Another potential source of confusion, he noted, is the work-from-home tax credit. While that credit has long been part of Canada’s tax system, many Canadians are accessing it for the first time ever. To simplify the claiming process, the CRA has introduced a simple flat-rate method under which eligible Canadians – among other conditions, they must have worked from home more than 50% of the time for at least four straight weeks in 2020 for COVID-related reasons – may claim $2 a day for every day they worked at home up to $400.
“If you choose the flat-rate method, you don’t have to complete a T-2200 form, and you’re not required to keep any documents to support your claim,” Plumb said. “Taxpayers can also use another addition and subtraction method, which is more detailed but could work out better for them as it reflects actual home office expenses paid.”
Once the dust settles, some Canadians may be fortunate enough to get a tax refund from the CRA, which they may either reinvest or use to pay down debt. From a purely mathematical standpoint, paying down a loan with an interest rate that’s higher than the expected return on their investments would be the better decision. But those working with a financial planner may also find putting money toward debt payments, even if they only have low-interest debt, is also a good choice.
“It pays to have a financial planner they can talk with and say ‘I know that this year, mathematically, I'm going to be a bit farther behind if I pay down my debt, but I’d still like to do it,’” Plumb said. “That does two things: it maybe sets them up better for the future in case of an unexpected financial event, and it can make them feel good and more comfortable with their life. At that point, who cares about math?”
On the flip side, some Canadians who relied considerably on CERB, CRB, or other benefits may find themselves owing the CRA for the first time ever because of unexpected taxes. For those who made less than $75,000 last year, Plumb said, the CRA has set up a website where they can apply for interest relief, giving them the opportunity to make payments on their taxes owed without having to pay interest until 2022.

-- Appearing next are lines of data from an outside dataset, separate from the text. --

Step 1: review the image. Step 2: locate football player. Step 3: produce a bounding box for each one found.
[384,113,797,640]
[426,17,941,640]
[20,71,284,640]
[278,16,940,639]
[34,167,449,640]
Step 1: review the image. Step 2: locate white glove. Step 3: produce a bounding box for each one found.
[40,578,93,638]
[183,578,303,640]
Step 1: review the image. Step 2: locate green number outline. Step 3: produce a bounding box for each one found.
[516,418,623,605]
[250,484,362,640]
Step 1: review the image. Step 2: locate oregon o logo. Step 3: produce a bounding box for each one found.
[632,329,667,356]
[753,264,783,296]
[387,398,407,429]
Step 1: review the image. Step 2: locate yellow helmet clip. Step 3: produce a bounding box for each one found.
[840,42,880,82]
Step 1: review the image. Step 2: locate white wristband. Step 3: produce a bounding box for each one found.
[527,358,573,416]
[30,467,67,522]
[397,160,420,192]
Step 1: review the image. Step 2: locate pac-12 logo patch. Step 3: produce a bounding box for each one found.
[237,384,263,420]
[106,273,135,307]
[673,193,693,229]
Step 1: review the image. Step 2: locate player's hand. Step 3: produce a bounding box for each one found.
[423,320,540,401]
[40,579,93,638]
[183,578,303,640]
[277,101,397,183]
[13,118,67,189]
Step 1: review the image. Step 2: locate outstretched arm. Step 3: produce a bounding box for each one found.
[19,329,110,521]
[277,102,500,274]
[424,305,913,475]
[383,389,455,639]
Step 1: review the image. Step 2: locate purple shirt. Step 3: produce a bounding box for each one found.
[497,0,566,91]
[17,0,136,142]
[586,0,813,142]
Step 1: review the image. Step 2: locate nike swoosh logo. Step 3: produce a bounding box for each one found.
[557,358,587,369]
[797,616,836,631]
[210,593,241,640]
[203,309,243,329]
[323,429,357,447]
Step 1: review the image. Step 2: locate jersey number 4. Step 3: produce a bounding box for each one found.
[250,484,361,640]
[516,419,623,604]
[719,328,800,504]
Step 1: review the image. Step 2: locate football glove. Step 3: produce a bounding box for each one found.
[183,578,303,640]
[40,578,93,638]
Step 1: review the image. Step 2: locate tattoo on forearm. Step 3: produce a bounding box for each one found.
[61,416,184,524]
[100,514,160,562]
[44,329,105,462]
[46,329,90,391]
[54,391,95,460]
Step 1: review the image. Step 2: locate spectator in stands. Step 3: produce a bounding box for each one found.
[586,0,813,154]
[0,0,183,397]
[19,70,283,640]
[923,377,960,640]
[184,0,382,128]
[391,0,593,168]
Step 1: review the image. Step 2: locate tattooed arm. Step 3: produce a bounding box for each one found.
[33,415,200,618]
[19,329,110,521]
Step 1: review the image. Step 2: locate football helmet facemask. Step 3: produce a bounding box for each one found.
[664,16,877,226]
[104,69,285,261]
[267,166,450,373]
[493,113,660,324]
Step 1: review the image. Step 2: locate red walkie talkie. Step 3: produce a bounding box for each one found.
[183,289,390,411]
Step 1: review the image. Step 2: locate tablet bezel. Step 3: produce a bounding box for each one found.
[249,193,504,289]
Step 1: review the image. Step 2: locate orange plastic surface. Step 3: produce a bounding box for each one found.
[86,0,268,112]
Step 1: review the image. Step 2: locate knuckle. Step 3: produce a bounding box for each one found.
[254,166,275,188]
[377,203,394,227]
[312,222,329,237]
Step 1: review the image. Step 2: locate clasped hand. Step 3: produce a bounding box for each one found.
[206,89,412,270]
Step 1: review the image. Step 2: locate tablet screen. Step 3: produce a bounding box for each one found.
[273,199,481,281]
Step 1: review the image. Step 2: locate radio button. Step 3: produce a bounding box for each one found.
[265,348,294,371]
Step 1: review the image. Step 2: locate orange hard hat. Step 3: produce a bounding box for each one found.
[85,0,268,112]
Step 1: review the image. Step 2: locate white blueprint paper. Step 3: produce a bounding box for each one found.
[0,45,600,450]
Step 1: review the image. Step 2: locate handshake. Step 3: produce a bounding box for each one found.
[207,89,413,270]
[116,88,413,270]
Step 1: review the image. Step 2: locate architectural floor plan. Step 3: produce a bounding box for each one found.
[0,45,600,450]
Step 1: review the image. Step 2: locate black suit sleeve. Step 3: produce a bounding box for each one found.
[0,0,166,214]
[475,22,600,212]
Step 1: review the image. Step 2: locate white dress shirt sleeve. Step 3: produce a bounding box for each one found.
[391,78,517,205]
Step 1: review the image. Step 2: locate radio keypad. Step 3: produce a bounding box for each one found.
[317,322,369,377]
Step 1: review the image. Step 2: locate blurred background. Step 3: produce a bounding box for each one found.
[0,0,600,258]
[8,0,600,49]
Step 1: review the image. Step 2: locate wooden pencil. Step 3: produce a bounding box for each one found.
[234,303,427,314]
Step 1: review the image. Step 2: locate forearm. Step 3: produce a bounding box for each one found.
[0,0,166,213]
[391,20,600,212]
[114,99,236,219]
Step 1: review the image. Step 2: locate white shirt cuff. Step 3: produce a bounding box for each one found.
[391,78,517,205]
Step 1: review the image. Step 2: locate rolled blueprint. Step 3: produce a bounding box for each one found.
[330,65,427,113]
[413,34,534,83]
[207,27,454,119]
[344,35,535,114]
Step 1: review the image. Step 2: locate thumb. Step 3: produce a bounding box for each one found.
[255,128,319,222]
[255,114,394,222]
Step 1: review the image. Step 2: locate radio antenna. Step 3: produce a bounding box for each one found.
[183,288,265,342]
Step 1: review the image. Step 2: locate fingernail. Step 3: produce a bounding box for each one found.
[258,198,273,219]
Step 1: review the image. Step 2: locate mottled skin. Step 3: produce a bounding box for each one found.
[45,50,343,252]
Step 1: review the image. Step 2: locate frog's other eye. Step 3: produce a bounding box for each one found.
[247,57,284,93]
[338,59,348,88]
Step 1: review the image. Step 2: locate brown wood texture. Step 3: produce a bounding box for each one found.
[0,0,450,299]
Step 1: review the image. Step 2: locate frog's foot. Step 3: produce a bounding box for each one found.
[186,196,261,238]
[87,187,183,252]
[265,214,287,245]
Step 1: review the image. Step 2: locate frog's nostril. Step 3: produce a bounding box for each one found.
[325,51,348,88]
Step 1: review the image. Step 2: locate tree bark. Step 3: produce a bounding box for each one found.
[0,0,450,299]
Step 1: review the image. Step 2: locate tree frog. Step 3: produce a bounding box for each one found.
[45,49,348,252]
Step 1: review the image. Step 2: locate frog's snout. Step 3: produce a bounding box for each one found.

“If you think you're going to end up owing money, make sure you file before the deadline so you can qualify for that interest relief,” he said.
With the deadline now just around the corner, the pressure’s well and truly on for taxpayers. The stress of new rules and pandemic uncertainty is weighing heavily on Canadian households, raising the risks of filing errors – and by extension, the need for expert advice – to levels as high as they’ve ever been.
“If there's any year you decide to engage a professional to complete your tax return for you, this is the year,” Plumb said. “It's going to cost you $100 if you're a simple T-4 employee, which I think is well worth it for the reassurance that you're not missing any benefits or requirements.”